I contribuenti stranieri
Su 5 milioni di residenti stranieri, 3 milioni e 460 mila sono contribuenti: contribuiscono al fisco e alle assicurazioni sociali e hanno dichiarato nel 2014 redditi imponibili per 45 miliardi e mezzo di euro e versato Irpef netta per 6,8 miliardi di euro. Come proporzione è un po’ bassa rispetto a quella degli italiani anche a causa della progressività dell’Irpef (i lavoratori con stipendi più bassi si trovano ad avere aliquote medie più basse): il reddito medio infatti dei nati all’estero è molto più basso di quello degli italiani, 13 mila euro contro 20 mila quindi c’è un differenziale di circa 7 mila euro all’anno. Anche qui si può però trarre una conclusione: se vogliamo che paghino le nostre pensioni, bisogna pagarli in maniera decorosa perché altrimenti i contributi sociali necessari non si formano.

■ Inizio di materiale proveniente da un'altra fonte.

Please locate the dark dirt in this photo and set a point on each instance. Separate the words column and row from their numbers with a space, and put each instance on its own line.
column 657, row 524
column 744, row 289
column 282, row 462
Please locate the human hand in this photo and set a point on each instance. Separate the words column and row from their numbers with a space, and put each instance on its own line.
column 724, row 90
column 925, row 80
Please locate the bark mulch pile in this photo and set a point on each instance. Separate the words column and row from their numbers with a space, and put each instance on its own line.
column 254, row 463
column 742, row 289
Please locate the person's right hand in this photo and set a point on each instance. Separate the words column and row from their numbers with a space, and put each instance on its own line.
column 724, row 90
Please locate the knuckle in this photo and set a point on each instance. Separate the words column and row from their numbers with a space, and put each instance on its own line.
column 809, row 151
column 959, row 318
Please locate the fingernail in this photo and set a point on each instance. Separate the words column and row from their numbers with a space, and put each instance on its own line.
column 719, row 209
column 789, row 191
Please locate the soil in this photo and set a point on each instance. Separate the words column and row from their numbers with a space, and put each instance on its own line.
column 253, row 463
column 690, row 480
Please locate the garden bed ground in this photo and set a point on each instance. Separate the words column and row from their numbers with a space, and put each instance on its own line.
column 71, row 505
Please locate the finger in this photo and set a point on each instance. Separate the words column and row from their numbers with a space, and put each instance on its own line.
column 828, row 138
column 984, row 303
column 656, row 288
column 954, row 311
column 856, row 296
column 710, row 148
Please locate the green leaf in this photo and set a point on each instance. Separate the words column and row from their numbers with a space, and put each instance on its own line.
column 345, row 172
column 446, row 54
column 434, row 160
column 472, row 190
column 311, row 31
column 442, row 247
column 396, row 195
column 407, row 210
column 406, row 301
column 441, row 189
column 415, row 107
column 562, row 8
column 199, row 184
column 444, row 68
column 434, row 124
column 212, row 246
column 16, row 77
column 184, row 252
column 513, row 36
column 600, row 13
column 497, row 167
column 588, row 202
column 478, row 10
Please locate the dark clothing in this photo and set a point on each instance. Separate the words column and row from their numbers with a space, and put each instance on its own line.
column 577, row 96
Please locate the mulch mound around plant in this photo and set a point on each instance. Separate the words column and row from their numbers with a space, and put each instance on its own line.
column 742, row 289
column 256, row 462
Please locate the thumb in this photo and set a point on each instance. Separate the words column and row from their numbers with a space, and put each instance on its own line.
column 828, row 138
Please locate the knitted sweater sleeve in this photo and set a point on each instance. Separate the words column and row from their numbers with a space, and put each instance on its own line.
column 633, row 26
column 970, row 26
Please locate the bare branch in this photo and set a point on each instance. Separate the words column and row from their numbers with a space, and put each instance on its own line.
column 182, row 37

C’è poi più di mezzo milione di imprese condotte da stranieri, nel 2014 erano 524 mila e hanno prodotto il 6,5% dell’intero valore aggiunto – quasi 95 miliardi di euro. Quindi abbiamo numerosi imprenditori, persone che hanno cariche imprenditoriali o sono in qualche consiglio di società di capitali: sono 632 mila. Quindi ormai il fenomeno dell’imprenditorialità di persone straniere è di grande rilevanza: tra l’altro con un trend di imprenditori italiani in calo di quasi il 7% negli ultimi 5 anni e un aumento del 21,3% degli imprenditori stranieri.
Osservando la spesa pubblica italiana essa è assorbita in modo importante dalla popolazione italiana: la popolazione immigrata è prevalentemente giovane quindi le entrate dello Stato italiano dovute a persone nate all’estero sono circa 16,5 miliardi e le uscite sono 12,6 miliardi. Quindi il fatto è che c’è un saldo di cassa di poco meno di quattro miliardi attivo e quindi le nostre finanze pubbliche in questo momento hanno un beneficio da questa situazione.
È anche chiaro che guardando con gli occhi del cittadino, se nella mia città non ci fosse un certo numero di stranieri avremmo dovuto licenziare un po’ di medici, avremmo dovuto chiudere qualche reparto in più dell’ospedale, avremmo dovuto chiudere delle intere scuole, avremmo dovuto non assumere altri insegnanti.